Andrei Sinyavsky, who writes under the pseudonym of Abram Tertz, has been called by Saul Bellow "one of the most intelligent, most original, and most brilliant of contemporary writers." A noted Russian dissident, he was incarcerated from 1966 to 1971 in Soviet forced-labor camps for allowing some of his most satirical writings to be smuggled out of Russia and published in the West. This extraordinary literary work is Sinyavsky's prison memoir. Based on letters to his wife, the diary includes Sinyavsky's meditations on religion, sex, art, literature, and myths, the inner world to which he removed himself to escape from the degradation of prison. Interjected into these thoughts, however, are random snatches of prisoners' conversations—a "chorus" of their tales, legends, songs, and curses that evoke the horror and spiritual desolation of their existence.
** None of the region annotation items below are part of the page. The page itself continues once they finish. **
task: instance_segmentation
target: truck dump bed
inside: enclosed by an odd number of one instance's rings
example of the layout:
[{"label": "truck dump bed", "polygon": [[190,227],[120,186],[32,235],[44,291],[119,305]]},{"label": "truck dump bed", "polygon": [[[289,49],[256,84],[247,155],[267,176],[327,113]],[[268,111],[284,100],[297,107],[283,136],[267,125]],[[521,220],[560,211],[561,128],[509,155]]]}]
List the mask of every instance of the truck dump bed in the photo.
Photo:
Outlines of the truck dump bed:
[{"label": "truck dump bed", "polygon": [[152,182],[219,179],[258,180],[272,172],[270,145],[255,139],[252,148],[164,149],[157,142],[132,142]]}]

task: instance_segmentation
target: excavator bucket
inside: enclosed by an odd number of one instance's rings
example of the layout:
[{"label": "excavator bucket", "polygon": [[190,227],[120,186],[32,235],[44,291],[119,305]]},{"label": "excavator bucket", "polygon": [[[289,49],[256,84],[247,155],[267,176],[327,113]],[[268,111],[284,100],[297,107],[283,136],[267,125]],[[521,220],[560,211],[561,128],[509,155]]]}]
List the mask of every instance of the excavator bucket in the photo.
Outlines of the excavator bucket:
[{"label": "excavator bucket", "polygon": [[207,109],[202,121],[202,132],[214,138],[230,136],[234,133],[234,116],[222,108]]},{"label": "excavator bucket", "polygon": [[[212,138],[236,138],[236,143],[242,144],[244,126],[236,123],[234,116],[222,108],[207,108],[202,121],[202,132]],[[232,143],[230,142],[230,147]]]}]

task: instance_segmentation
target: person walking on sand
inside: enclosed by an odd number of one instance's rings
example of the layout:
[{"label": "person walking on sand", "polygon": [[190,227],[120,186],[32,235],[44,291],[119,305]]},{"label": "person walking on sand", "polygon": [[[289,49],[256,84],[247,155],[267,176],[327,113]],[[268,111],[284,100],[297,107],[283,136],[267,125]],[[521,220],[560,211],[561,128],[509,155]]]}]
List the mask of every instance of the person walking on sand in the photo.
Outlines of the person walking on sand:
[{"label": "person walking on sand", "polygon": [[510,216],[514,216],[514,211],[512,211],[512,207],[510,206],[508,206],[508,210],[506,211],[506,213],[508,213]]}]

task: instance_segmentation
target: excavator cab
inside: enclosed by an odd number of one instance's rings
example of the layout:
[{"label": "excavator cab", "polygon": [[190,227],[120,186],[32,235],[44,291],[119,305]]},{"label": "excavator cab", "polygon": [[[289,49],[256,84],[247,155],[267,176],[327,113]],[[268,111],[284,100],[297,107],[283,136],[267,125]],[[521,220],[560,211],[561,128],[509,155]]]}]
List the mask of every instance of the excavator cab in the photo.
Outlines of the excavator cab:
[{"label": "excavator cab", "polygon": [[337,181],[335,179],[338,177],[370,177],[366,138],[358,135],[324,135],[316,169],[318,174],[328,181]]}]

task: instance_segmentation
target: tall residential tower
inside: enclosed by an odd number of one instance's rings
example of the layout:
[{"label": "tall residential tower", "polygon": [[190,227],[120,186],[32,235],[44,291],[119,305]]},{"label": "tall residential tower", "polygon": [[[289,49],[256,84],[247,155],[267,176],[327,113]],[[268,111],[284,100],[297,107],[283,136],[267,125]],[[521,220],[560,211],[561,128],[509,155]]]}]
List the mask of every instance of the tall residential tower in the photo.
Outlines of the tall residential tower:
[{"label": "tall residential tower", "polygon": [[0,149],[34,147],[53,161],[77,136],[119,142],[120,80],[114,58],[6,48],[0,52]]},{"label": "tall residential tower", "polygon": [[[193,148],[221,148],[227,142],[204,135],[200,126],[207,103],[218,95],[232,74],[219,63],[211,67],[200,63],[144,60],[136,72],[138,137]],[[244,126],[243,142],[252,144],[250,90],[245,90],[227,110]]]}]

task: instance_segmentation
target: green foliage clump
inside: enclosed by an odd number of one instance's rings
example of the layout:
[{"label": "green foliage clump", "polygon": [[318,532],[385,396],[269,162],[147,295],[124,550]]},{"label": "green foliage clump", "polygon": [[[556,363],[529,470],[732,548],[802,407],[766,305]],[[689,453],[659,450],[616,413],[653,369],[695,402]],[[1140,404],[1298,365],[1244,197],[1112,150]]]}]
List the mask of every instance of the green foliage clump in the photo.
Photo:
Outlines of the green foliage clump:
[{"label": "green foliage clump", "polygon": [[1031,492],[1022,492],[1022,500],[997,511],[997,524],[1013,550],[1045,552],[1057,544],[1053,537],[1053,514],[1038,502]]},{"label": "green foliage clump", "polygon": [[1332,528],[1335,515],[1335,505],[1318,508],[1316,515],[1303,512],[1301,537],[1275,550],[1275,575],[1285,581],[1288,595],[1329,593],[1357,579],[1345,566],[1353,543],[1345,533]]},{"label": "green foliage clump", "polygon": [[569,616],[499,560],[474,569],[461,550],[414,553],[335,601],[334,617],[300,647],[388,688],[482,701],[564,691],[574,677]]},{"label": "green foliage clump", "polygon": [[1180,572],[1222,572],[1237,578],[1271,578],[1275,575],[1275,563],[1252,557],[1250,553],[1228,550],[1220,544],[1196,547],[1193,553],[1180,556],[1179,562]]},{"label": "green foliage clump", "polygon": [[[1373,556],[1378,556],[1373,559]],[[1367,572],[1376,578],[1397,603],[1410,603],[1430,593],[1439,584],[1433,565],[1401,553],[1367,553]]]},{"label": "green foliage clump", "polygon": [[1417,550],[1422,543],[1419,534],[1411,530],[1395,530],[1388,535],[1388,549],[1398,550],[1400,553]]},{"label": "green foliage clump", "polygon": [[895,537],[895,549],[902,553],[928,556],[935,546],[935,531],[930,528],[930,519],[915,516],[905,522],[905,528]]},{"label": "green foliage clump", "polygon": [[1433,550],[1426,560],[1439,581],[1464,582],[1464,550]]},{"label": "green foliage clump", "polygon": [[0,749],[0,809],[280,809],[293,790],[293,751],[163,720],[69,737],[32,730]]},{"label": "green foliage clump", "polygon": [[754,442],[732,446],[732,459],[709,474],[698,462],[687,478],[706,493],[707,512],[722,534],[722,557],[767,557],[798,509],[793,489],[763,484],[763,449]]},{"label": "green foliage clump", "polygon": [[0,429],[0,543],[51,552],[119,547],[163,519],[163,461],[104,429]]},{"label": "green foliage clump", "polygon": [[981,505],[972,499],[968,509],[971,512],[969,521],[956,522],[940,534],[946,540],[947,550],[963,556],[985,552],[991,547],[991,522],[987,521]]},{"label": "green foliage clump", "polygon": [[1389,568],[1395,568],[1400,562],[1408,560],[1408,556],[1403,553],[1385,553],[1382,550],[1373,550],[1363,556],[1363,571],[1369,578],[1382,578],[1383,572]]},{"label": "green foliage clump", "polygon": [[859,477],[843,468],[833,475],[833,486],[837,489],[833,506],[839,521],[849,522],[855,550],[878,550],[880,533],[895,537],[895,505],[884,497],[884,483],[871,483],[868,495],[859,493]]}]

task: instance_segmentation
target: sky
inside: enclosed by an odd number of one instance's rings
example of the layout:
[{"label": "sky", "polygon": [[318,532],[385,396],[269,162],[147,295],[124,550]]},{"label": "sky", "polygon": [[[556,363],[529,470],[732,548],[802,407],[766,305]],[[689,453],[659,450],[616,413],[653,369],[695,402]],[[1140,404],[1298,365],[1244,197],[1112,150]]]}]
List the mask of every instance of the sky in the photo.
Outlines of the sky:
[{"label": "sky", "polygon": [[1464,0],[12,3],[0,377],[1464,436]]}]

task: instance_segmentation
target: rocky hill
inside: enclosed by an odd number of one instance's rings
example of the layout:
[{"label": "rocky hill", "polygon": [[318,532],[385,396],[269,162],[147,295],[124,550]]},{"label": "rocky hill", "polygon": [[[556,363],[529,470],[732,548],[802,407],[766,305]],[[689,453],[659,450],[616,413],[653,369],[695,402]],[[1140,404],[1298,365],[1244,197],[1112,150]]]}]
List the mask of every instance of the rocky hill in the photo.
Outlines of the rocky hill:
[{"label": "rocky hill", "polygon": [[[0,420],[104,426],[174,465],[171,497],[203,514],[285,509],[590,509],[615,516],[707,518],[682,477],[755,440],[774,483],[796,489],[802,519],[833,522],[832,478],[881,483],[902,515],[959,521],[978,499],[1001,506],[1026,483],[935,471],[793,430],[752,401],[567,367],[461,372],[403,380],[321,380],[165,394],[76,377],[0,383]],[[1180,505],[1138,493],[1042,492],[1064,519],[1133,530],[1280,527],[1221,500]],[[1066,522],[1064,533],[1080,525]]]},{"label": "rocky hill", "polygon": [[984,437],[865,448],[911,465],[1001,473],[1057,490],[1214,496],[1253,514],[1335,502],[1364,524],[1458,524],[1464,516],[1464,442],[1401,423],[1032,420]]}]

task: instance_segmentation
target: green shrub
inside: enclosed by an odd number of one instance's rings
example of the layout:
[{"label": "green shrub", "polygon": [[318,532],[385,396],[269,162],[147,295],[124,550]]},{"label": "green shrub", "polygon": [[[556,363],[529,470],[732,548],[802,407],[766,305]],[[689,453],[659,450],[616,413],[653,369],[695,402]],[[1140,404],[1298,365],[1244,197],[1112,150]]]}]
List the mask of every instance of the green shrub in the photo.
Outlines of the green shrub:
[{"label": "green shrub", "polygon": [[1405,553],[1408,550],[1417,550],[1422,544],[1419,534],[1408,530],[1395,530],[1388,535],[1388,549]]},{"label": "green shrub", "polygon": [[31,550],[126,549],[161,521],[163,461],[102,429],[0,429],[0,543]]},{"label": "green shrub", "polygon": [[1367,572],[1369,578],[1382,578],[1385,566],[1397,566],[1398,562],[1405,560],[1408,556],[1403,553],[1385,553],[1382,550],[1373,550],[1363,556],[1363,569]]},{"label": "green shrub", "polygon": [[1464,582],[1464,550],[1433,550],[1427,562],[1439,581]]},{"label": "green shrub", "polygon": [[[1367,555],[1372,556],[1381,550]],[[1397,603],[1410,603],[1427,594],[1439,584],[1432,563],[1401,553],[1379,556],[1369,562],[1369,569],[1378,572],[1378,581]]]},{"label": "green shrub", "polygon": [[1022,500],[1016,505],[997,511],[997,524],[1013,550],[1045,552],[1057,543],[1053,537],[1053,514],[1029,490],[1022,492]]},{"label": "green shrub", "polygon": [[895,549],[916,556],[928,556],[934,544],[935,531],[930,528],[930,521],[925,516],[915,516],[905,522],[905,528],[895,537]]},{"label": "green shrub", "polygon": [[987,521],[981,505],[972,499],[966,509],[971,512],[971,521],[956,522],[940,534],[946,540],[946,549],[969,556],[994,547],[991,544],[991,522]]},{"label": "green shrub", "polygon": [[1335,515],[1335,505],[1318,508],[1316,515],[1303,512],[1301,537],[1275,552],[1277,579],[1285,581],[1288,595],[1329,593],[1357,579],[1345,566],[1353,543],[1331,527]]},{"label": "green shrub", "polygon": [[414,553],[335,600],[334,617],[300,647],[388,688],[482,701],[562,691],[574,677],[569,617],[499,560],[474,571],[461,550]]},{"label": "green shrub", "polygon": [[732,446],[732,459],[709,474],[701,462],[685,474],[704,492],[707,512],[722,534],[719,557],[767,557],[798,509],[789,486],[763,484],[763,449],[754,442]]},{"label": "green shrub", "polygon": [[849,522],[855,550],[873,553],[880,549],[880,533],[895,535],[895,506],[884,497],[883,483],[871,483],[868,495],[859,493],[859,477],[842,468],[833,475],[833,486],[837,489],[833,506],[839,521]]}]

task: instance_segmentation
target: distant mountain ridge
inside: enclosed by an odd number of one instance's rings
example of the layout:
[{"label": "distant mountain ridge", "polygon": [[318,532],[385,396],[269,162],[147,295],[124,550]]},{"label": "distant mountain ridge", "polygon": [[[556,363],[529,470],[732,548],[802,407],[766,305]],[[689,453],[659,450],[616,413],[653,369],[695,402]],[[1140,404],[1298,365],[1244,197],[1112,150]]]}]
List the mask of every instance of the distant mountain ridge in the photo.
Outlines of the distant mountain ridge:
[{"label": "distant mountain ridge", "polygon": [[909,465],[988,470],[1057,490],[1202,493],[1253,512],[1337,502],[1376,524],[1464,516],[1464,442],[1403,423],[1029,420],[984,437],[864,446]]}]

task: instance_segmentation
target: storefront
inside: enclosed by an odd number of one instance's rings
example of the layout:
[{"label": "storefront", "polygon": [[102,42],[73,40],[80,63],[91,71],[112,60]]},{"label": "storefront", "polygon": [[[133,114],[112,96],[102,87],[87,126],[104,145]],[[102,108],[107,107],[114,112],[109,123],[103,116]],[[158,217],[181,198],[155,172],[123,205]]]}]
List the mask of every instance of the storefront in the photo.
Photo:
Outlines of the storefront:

The result is at once an oblique evocation of prison life, a celebration of literature and art, and a tribute to the endurance of the human spirit.

 

Originally published in 1976, A Voice from the Chorus is now available with a new preface from the author.

Andrei Sinyavsky writes fiction, essays, and criticism under the name Abram Tertz. He now teaches at the Sorbonne. His book Strolls with Pushkin was recently translated into English and published by Yale University Press.